Diese Rezension von Charles Pinney fanden 2 von 2 Kunden hilfreich:
5 von 5 Sternen Great intro to Kafka

"The Complete Stories" has everything the beginning Kafka reader neads to get started. Of course this is required reading for the Kafka enthusiast.A well thought-out forward by John Updike prepares you for your journey into the amazing and complex mind of Kafka. The book is divided into two sections, one for the longer stories and one for the shorter stories (most of which only take up a page or two).The stories themselves are great. "The Metamorphisis" is included, in which Gregor Samsa awakens to find himself in the form of a rather large insect! "The Penal Colony", "The Judgment" and "A Country Doctor" are also included.There's certainly hasn't been an author since Kafka able to play upon the fears and emotions of the human mind, those thoughts playing in out head, when we realize that maybe some of this could happen to us.If you enjoy "The Complete Stories", be sure to pick up "Amerika", "The Castle" and "The Trial". These are Kafka's three novels and will complete your collection. All very much worth it!

Diese Rezension von ian_holcomb fanden 1 von 1 Kunden hilfreich:
5 von 5 Sternen Country doctor

Just reread "Country Doctor" last night and man alive, what a thing that is. When the old man makes his comeback, it scares me visually. You want some real shock and horror? Read this guy.

Diese Rezension von eric graves fanden 1 von 1 Kunden hilfreich:
5 von 5 Sternen Five stars isn't enough

Kafka was perhaps the greatest writer ever to live and this volume shows it. Every story, even every sketch of an idea that Kafka wrote down comes filled with brilliant emotions and deep meaning conveyed through simple and serious language. Shakespeare has none of the lyrical abilities of Kafka, and Homer could only dream of equaling Kafka's mastery of plot. Kafka out-psychoanalyzed Freud, and wrote circles around Joyce. His stories seem modern even by today's standards, the things that haven't come true yet in his works I believe will eventually, while I don't believe him to be a prophet he certainly had a great understanding of humankind and knew where it was headed. "A Country Doctor" is in my opinion the greatest short story ever written, a dark dream sequence with all kinds of slimy worms writhing beneath the surreal surface plot, sticking out through the rotted boards that Kafka puts down to allow us to see what we're standing over. "The Judgement," a purely perfect work of psychology, Kafka dipping deeper and hitting more nerves than in any of his other stories, giving us a picture of what it's like to be a genius controlled by a domineering, and a nonunderstanding father.
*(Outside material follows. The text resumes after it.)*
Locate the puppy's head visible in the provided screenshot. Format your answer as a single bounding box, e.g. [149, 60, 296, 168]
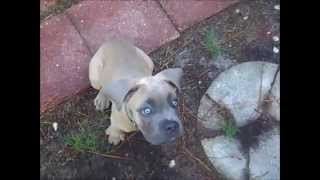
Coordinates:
[102, 68, 183, 145]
And of course there are the smaller works from "Meditations," little snippets of images that flash through the mind, a kind of literary whispering in the ear while sitting in the dark. "The Burrow," another favorite, perhaps the most claustrophobic work of fiction ever conceived, the darkness of the tunnel affecting your mind for days. Read this book, in it the greatest treasure a writer ever gave us shines, a golden nugget, hidden deep within a dark pool that seems unswimable. Take the swim, and I garantee that you will find the nugget. Ignoring Kafka is like denying yourself the best there is.

5 von 5 Sternen Contexts for Kafka

Who could argue with the below reviews? The book is breathtaking. The short fiction is not really a "good introduction" to Kafka, though, it is Kafka at his best. In relation to what the top 10 reviewer (with whom I otherwise very much agree) says below, however, I would add that this imagination did not merely spring from the "ordinary life" of an insurance clerk, but from the extraordinary historical condition of turn-of-the-century German and Jewish Prague. Two recommendations: Mark Anderson's *Kafka's Clothes* is a literary analysis of several of these works in the context of the declining Habsburg Empire; Scott Spector's *Prague Territories* relates Kafka's whole generation of German-Jewish Prague writers to the nationality conflict between Czechs, Germans, and Jews. Contexts for Kafka!